Calculate the current target value, where y _i represents the obtained current state value, γ represents the decay coefficient, r _i+1 represents the reward of the behavior within the single-step state transition, and φ _i+1 represents the next state s within the single-step state transition The state feature of _t+1 , V(φ _i+1 ; θ ⁻ ) represents the state value of the next state obtained from the target network;

Step 42: Calculate the mean square error cost between the target value and the network output value,

where loss is the required mean square error cost, h is Batch_Size, y _i represents the current state value obtained above, φ _i+1 represents the state feature of the next state s _t+1 in the single-step state transition, V(φ _{i +1} ; θ) represents the state value of the next state obtained according to the state value network, and uses the mini-batch gradient descent algorithm to update the network parameters and the priority queue;

Step 43: Use the mini-batch gradient descent algorithm to update the state value network parameters, and replace the target network value every T steps.

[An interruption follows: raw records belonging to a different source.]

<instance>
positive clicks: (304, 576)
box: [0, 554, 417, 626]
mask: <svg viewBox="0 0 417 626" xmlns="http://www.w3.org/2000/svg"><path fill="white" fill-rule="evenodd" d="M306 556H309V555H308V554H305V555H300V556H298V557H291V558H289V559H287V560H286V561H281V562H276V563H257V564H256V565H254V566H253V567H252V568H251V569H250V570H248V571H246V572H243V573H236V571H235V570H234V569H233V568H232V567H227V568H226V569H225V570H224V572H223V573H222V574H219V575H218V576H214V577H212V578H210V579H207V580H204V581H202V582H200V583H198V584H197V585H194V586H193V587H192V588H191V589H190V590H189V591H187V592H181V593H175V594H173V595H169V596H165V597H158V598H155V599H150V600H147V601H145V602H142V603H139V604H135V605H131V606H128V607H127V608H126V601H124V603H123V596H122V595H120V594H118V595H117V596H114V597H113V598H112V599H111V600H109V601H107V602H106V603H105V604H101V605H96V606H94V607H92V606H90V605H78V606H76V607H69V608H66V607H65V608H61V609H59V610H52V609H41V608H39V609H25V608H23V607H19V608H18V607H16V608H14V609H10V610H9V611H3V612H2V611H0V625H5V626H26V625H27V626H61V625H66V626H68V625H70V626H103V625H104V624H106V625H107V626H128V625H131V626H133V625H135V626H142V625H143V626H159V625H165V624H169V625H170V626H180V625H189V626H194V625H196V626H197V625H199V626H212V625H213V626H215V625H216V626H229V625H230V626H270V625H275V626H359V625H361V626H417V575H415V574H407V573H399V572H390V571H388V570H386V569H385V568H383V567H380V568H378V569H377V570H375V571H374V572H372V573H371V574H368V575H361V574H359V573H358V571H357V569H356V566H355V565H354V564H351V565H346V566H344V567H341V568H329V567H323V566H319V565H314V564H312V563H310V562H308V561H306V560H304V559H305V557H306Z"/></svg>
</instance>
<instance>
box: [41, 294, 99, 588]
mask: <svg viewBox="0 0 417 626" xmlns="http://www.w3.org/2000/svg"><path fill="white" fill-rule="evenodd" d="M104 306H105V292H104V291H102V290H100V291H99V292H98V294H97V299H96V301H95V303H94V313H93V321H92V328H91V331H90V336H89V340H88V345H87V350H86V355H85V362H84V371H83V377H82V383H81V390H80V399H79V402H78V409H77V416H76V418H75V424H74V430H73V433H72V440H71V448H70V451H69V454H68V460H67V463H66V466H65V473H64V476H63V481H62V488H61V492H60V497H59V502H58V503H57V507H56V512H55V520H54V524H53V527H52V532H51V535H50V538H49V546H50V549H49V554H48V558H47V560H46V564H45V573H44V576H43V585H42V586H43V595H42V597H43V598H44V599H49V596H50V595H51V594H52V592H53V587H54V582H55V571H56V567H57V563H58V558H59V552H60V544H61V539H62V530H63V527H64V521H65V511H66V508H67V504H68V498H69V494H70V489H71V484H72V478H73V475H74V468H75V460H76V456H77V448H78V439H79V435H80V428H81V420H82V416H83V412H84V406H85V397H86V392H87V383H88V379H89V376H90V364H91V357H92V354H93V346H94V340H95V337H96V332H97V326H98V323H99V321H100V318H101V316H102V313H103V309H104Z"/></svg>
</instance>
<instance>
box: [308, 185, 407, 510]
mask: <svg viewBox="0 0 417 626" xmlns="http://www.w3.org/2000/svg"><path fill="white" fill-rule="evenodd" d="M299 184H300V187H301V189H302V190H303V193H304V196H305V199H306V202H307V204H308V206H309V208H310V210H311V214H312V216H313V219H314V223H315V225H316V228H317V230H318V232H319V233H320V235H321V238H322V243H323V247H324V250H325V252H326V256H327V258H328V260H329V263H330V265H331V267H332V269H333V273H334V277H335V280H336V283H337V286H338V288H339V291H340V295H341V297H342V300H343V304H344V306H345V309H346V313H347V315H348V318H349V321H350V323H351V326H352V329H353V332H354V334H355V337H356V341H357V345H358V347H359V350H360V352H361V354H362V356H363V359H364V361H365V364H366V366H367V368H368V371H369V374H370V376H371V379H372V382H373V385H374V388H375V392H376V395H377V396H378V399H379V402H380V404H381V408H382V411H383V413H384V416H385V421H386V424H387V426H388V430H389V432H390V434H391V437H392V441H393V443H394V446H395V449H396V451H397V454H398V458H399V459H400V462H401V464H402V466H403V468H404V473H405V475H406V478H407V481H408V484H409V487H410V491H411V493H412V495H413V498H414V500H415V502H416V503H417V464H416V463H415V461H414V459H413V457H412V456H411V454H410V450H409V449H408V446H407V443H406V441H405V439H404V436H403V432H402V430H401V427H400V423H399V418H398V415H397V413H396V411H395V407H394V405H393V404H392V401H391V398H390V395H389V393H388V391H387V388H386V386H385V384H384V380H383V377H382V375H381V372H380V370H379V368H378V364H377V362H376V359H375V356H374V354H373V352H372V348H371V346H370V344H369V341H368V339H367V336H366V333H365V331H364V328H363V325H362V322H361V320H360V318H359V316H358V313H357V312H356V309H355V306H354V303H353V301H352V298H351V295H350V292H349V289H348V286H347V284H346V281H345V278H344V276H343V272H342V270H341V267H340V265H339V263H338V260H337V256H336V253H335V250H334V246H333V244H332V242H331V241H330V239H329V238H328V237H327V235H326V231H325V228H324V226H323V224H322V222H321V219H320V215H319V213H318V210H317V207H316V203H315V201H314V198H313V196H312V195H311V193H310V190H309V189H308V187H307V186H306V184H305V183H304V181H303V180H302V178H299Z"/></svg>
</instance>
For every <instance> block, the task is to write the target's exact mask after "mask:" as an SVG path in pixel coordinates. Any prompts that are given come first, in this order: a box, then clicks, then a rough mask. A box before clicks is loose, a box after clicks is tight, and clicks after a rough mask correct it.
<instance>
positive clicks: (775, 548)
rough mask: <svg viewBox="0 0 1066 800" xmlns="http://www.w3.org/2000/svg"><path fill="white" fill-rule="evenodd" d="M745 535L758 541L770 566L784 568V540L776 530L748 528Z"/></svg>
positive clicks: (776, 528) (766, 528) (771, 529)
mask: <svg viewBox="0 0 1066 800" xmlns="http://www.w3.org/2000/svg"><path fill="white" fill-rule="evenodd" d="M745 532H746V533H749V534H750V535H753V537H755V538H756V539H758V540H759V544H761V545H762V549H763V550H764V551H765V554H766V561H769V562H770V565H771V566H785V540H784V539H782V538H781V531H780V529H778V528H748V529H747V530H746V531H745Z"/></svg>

Wherein step 41 adopts the probability distribution sampling of priority playback, first according to the formula

Calculate the proportion, where pi represents the priority probability of the sample, h is the _{Batch_Size} , and then randomly select Batch_Size samples from D according to the proportion weight.

If so, go to step 7;

Below in conjunction with accompanying drawing, the present invention is further introduced:

As shown in Figure 1, the DQN algorithm has several nodes in the output layer of the deep neural network, each node directly corresponds to a certain behavior value, and the one-dimensional behavior cannot express a multi-dimensional behavior space, and the Q-learning using different strategies is used in the evaluation. Replacing the actual interaction value with the optimal value in the behavioral value can easily lead to overestimation. Therefore, it is proposed to use TD learning instead of Q learning, and calculate the behavior value indirectly based on the state value, which is suitable for multi-dimensional behavior space. In addition, the deep BP neural network is replaced by the convolutional neural network, and the CNN weight sharing strategy is used to reduce the parameters that need to be trained. Translation invariance is not very demanding. The difference between the two is reflected in the network structure and the fitted value function.

In order to better understand the state transition mechanism, the present invention takes a mixed flow shop scheduling problem with a scale of n=4, m=4, l=3 as an example to illustrate the running process of the algorithm. As shown in Figure 2, the triangle in the figure represents the workpiece, the cuboid represents the machine, and the rectangle represents the waiting queue before each process.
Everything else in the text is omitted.